Digital Factory Planning TU Braunschweig
Interactive collaborative factory planning with multi-touch software and interface to virtual reality.
In the end of 2017, the Institute for Advanced Industrial Management (IFU) at the renowned Braunschweig University of Applied Sciences (TU Braunschweig) commissioned Garamantis with the software engineering of an intuitive multi-touch based factory planning software.
Only a few weeks later a beta version was introduced to the public, and in January 2018, the full version of the software was handed over to TU Braunschweig and has been continually extended ever since.
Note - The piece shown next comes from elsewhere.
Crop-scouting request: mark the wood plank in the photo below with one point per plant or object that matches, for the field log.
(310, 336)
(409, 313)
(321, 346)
With this interactive planning software, the IFU has created a worldwide unequaled practical industrial management tool. It facilitates the collaborative execution and evaluation of factory planning, without delay. The software’s interface warrants an immediate and lossless transfer of the results to all connected systems for further processing. At a 65″ Ultra HD multi-touch table, several designers at once can carry out the machinery placement for different factory halls and try out various configuration simulations in real time in order to find the optimal layout. If capacitive markers are placed upon the table’s surface, images of the different machines appear in the virtual 3D planner. The configuration of the capacitive markers is not fixed; instead, the designer can select the desired model from a list that pops up upon set-down of the marker and hence dynamically configure it.
Once multiple 3D models of machines have been added to the scenario and arranged, the multi-touch software gives helpful hints and suggestions for improvement, for instance on how to comply with regulations concerning the required minimum clearance, fire protection and industrial safety. All regulations and the respective manuals, as well as the entire content of the digital plotting table, are stored in a central web-based CMS. Thus, the software guarantees the correct layout in accordance with all regulations applicable.
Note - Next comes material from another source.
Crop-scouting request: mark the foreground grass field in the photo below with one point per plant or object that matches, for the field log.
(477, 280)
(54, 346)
The next step of the planning process deals with the machines’ optimal mutual collaboration and the working sequence. With a touch gesture, material flows between separate machines can be simulated and configured. The software helps the designer in realizing the maximum material throughput and visually identifying potential bottlenecks. A considerably reduced material throughput in one machine, for example, inevitably urges the factory designer to place a second machine of the same type and split the material flow among the two, in order to maximize the overall throughput in the processing chain. Only when all the software’s notifications, suggestions and warning messages have been properly dealt with, the factory planning procedure is considered completed.
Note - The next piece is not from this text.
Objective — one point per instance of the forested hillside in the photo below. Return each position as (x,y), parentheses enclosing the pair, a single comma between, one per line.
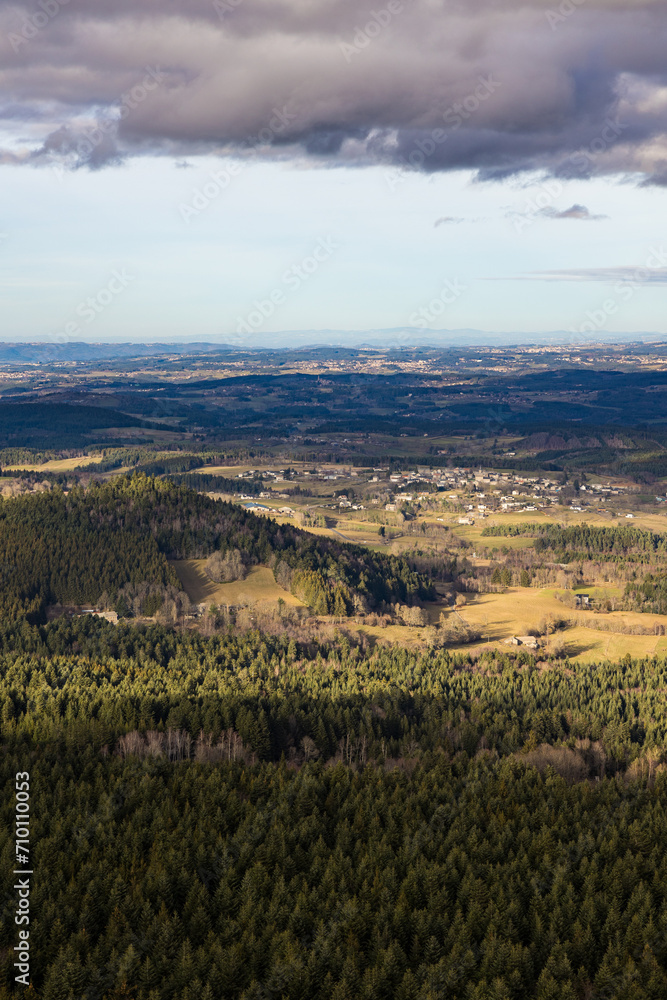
(71,548)
(236,817)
Further elements of interactive factory planning concern the integration of runways and routes for forklifts, a process step that is also performed with touch gestures. Because Garamantis conceived the entire software as a genuine multi-user application, several people gathered around the table can work simultaneously without getting in each other’s way.
Moreover, the plotting software has an external interface for additional data visualization. For instance, an external screen can display performance data resulting from the current state of planning in real time. These performance data comprise the power consumption, noise emission, overall load as well as the material throughput of the machinery used in the simulation. In order to make the simulated planning procedure as realistic and immersive as possible, the software possesses a VR interface. By means of a VR headset, one of the persons involved in the planning process can enter an VR environment of the factory in planning and, from this perspective, immediately assess any changes to the setting or even influence them. He or she can move freely through the entire 3D model of the factory and actually use simple tools, e. g. at a workbench, via VR controllers.
The collaboration between IFU and Garamantis shows how synergetic effects between the technical knowledge of factory design in the conception and development on the one hand and software know-how in the implementation on the other can create a considerable additional value in the shape of a software tool.

TU Braunschweig
Project facts
- Client: Braunschweig University of Applied Sciences
- Context: intuitive multi-touch based factory planning
- Implementation time: 6 months
- Finishing date: June 2018
- Interactive and collaborative multi-touch software
- digital factory planning
- Real-time interface to virtual reality
- Dynamic configuration of capacitive markers
- Unity 3D development
The “Planning Table 4.0” is part of the new “Center of Excellence for Lean Enterprise 4.0” of the TU-Institute, which has now been officially opened. Consistently networked companies should not only be further developed here, but should also be tangible for both students and companies.